Serena Williams has moved level with Roger Federer, on 17 grand slams apiece, after her 7-5, 6-7, 6-1 victory over Victoria Azarenka on Arthur Ashe Stadium on Sunday night...
You could make a strong case that the two GOATs – or “greatest of all time” – are now bracketed together.
This was the second successive year that these two had met in the US Open final, and the second year they had served up a classic. We should give some credit to Azarenka, who did everything she could think of to halt the Williams supertanker, yet was simply overpowered in the end.
During the early stages, Azarenka had a little help from the elements. The wind around the borough of Queen’s did not seem all that strong. Inside the stadium, though, it was swirling viciously and hitching the players’ skirts up above their waists.
This is not supposed to be a salacious point (both women had respectable Lycra shorts on underneath) but a genuine tennis issue.
Williams had opted for a flowing dress with so much movement in the fabric that she kept having to stop and smooth it down as she prepared to serve.
The interruptions were a distraction, contributing to a tally of five double-faults from the most reliable server on the tour.
After a rollicking opening game in which she struck the ball with purpose and enormous power to break Azarenka’s serve, Williams went into one of those mental funks that sometimes bedevil her in pressure situations.
“I can’t play in this wind” she wailed, during a 20-minute spell where she could barely locate the court.
Yet something has changed since she hit a low point against Virginie Razzano at last year’s French Open, with her one and only first-round loss in a grand slam. In the aftermath of that defeat, she started a working – and personal – relationship with the French coach Patrick Mouratoglou.
He has helped her learn to relax on the court, to be a little less judgmental and doomy when things are going against her. "She is mutating," Mouratoglou told USA Today last week. "If you look at how she was playing when she was 20 and now, it's a completely different player.”
Tactically, the shift has been to introduce more shades of grey to what was once a black-and-white game: either Williams hit a winner or she missed the court.
That may partly have been because she has not always been the best-conditioned woman on the tour. Relying on her outrageous talent, she would go into tournaments a little underprepared, and thus feel that she had to keep the rallies short.
Now, though, she has learned that she sometimes needs to defend as well as go for the early winner. Trusting in her fitness, she can throttle back on her game, as she did yesterday when her error count became dangerously high. This is a woman whose breaking point is increasingly difficult to find.

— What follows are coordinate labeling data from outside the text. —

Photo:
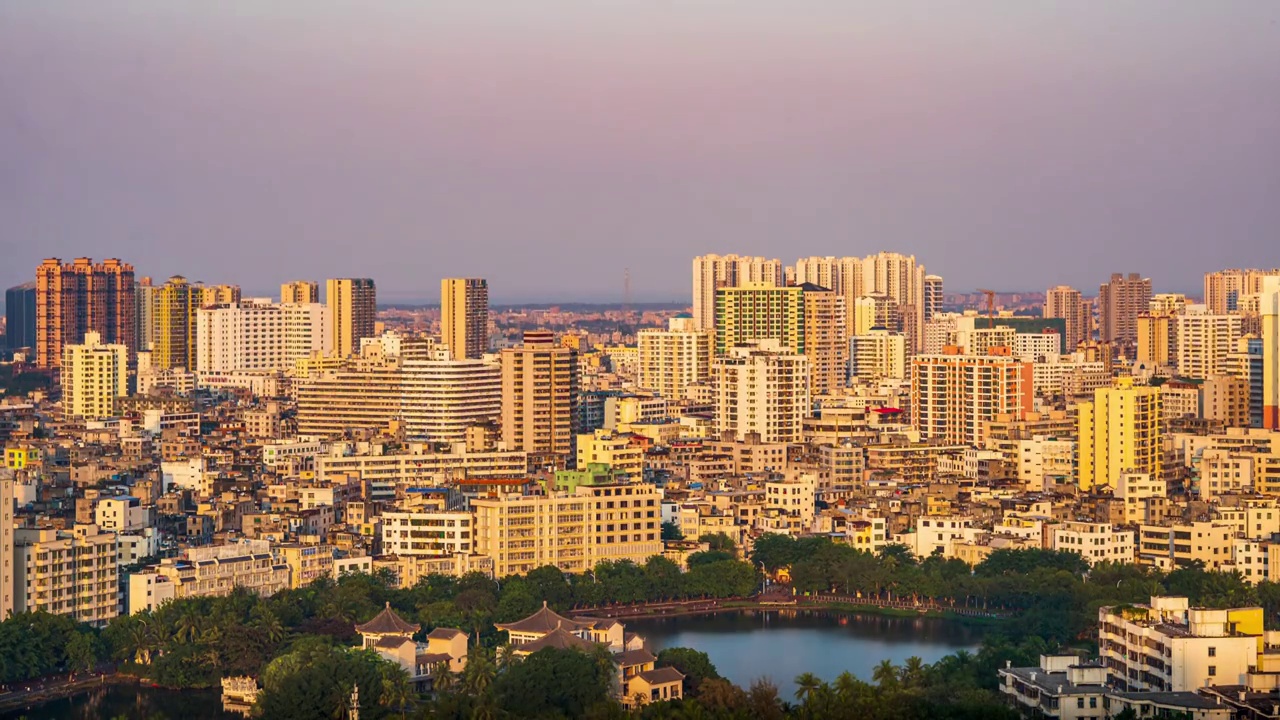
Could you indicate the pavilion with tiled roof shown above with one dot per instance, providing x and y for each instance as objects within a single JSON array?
[
  {"x": 542, "y": 623},
  {"x": 384, "y": 625}
]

The critical moment of the first set came when Williams served at 4-5, deuce. Azarenka stood two points away from the set, and then came the twist: Williams hit a 121mph ace that was ruled out because of a foot-fault call.
We all remember what happened at the US Open final in 2009, when Williams was foot-faulted and responded by threatening to shove the ball down the official’s throat. This time, though, she simply steeled herself and took the point anyway with a sweet backhand winner.
Williams has only looked vulnerable in this tournament when closing out matches. She needed six match points to eject Li Na in the semi-final, and twice wasted her chance yesterday when serving for a straight-sets win. Never mind: the third set turned into a procession. This lady was not for turning.